Mobile Advertising Is Shaping Up To Be All Search

WIth the rise of Web phones like the iPhone, Android, Blackberry, and Palm (Verizon’s CEO says that 40% of its new phone sales are such smartphones), mobile advertising promises to be a huge growth area. The Kelsey Group, a market research firm, projects that the mobile advertising market will balloon from $160 million in 2008 to $3.1 billion in 2013.

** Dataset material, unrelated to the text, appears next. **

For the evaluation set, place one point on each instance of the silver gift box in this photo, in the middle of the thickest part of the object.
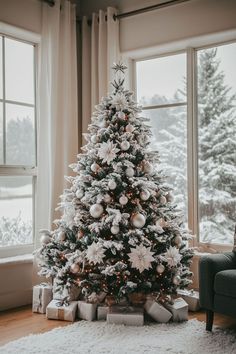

Of course, that is just an educated guess which will turn out wrong. But there is no doubt that mobile advertising will be much bigger in four years, perhaps even ten to 20 times bigger than it is today. Where will all of that mobile ad money go to? Here I think the Kelsey group is more on target. It projects that mobile search will go from 24 percent of the total mobile ad market last year to 73 percent of the much larger pie in 2013, according to a recent research note put out by Citi analyst Mark Mahaney, which is where I’m getting all of these numbers.

Display ads are projected to go from 13 percent of the total to 18 percent, while SMS ads will decline as a percentage from 63 percent to 9 percent (see charts). So once again it looks like search is going to be the big winner. No wonder Google is so focused on mobile search as one of its major sources of growth.

Think about it. Display ads take up precious real estate on your phone screen and tend to just get in the way and be an annoyance. That’s why most people don’t like them. But when you are doing a search on your phone, you are often looking for something nearby—a store, a restaurant, a dry cleaner. You are more open to ads, especially if they are relevant to your search.

Mobile search is particularly tuned for local search ads. Mahaney writes:

Given the nature of mobile devices, local queries on mobile should, over time, be greater than local queries on the desktop.

Indeed, the Kelsey Group predicts that local searches will rise from 28 percent of all mobile searches in 2008 to over 35 percent by 2013. And as a percentage of mobile search ad revenues, local search is already half. So that is a $1.27 billion market opportunity in four years just for local mobile search.

So who would you rather be: Google or some random mobile ad network shoving display ads into apps and mobile browsers?